Beccaria ammette che il ricorso alla pena capitale sia necessario solo quando l’eliminazione del singolo fosse il vero ed unico freno per distogliere gli altri dal commettere delitti, come nel caso di chi fomenta tumulti e tensioni sociali: ma questo caso non sarebbe applicabile se non verso un individuo molto potente e solo in caso di una guerra civile.
Tale motivazione fu usata da Robespierre per chiedere la condanna di Luigi XVI, che invece diede il via ad un uso spropositato della pena di morte, e poi al Terrore, certamente non ammissibile nel pensiero di Beccaria, che infatti prese le distanze, come molti illuministi moderati, dalla Rivoluzione francese dopo il 1793.

La tortura, “l’infame crociuolo della verità”, viene confutata da Beccaria per vari motivi:

essa viola la presunzione di innocenza, dato che un uomo non può considerarsi reo fino alla sentenza del giudice.
consiste in un’afflizione e pertanto è inaccettabile; se il delitto è certo porta alla pena stabilita dalle leggi, se è incerto non si deve tormentare un possibile innocente.
non è operativa in quanto induce a false confessioni, poiché l’uomo, stremato dal dolore, arriverà ad affermare falsità al fine di terminare la sofferenza.
è da rifiutarsi anche per motivi di umanità: l’innocente è posto in condizioni peggiori del colpevole.
non porta all’emenda del soggetto, né lo purifica agli occhi della collettività
Beccaria ammette razionalmente l’afflizione della tortura nel caso di testimone reticente, cioè a chi durante il processo si ostini a non rispondere alle domande; in questo caso la tortura trova una sua giustificazione, ma egli preferisce comunque chiederne la totale abolizione.

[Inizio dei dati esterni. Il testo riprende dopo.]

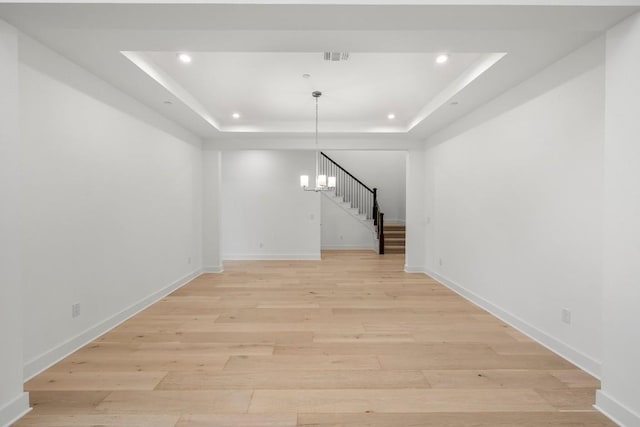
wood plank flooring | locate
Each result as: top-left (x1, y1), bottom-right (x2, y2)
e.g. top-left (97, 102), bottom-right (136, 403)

Beccaria indica come la sanzione deve possedere alcuni requisiti:

la prontezza ovvero la vicinanza temporale della pena al delitto
l’infallibilità ovvero vi deve essere la certezza della risposta sanzionatoria da parte delle autorità
la proporzionalità con il reato (difficile da realizzare ma auspicabile)
la durata, che dev’essere adeguata
la pubblica esemplarità, infatti la destinataria della sanzione è la collettività, che constata la non convenienza all’infrazione
Pertanto il fine della sanzione non è quello di affliggere, ma quello di impedire al reo di compiere altri delitti e di intimidire gli altri dal compierne altri, fino a parlare di "dolcezza della pena", in contrasto alla pena violenta.

Secondo Beccaria, per ottenere un'approssimativa proporzionalità pena-delitto, bisogna tener conto:
- del danno subito dalla collettività
- del vantaggio che comporta la commissione di tale reato
- della tendenza dei cittadini a commettere tale reato
Non dev’essere quindi una violenza gratuita, ma dev’essere invece essenzialmente pubblica, pronta, necessaria, la minima delle possibili nelle date circostanze, proporzionata ai delitti, dettata dalle leggi.
La pena è oltretutto una extrema ratio, infatti si dovrebbe evitare di ricorrere ad essa quando si hanno efficaci strumenti di controllo sociale. Per questo è importante attuare degli espedienti di “prevenzione indiretta”, come ad esempio: un sistema ordinato della magistratura, la diffusione dell’istruzione nella società, il diritto premiale, una riforma economico-sociale che migliori le condizioni di vita delle classi sociali disagiate.

Il pensiero di Beccaria sul porto delle armi da fuoco, che egli riteneva un utile strumento di deterrenza del crimine, si riassume nelle seguenti citazioni:"Falsa idea di utilità è quella che sacrifica mille vantaggi reali per un inconveniente o immaginario o di troppa conseguenza, che toglierebbe agli uomini il fuoco perché incendia e l’acqua perché annega, che non ripara ai mali che col distruggere. Le leggi che proibiscono di portare armi sono leggi di tal natura; esse non disarmano che i non inclinati né determinati ai delitti, mentre coloro che hanno il coraggio di poter violare le leggi più sacre della umanità e le più importanti del codice, come rispetteranno le minori e le puramente arbitrarie, e delle quali tanto facili ed impuni debbon essere le contravvenzioni, e l’esecuzione esatta delle quali toglie la libertà personale, carissima all'uomo, carissima all’illuminato legislatore, e sottopone gl’innocenti a tutte le vessazioni dovute ai rei? Queste peggiorano la condizione degli assaliti, migliorando quella degli assalitori, non iscemano gli omicidii, ma gli accrescono, perché è maggiore la confidenza nell’assalire i disarmati che gli armati. Queste si chiamano leggi non prevenitrici ma paurose dei delitti, che nascono dalla tumultuosa impressione di alcuni fatti particolari, non dalla ragionata meditazione degl’inconvenienti ed avantaggi di un decreto universale'".

L'opera ed il pensiero di Beccaria influenzarono la codificazione del Granducato di Toscana,concretizzata nella Riforma della legislazione criminale toscana, promulgata da Pietro Leopoldo d'Asburgo nel 1787, meglio conosciuta come "Codice leopoldino" col quale la Toscana divenne il primo stato in Europa ad eliminare integralmente la pena di morte e la tortura dal proprio sistema penale.

L'attenzione e la centralità del suo pensiero arrivarono a condizionare persino la codificazione costituzionale di molti stati nordamericani, avviata intorno all'ultimo terzo del secolo XVIII.

Le idee del Beccaria stimolarono un dibattito ancora vivo e attuale oggi.

Gli è stato dedicato un asteroide: 8935 Beccaria.
Il carcere minorile di Milano è a lui intitolato.
A lui è intitolato un prestigioso Liceo Classico milanese, il Ginnasio Liceo Statale Cesare Beccaria.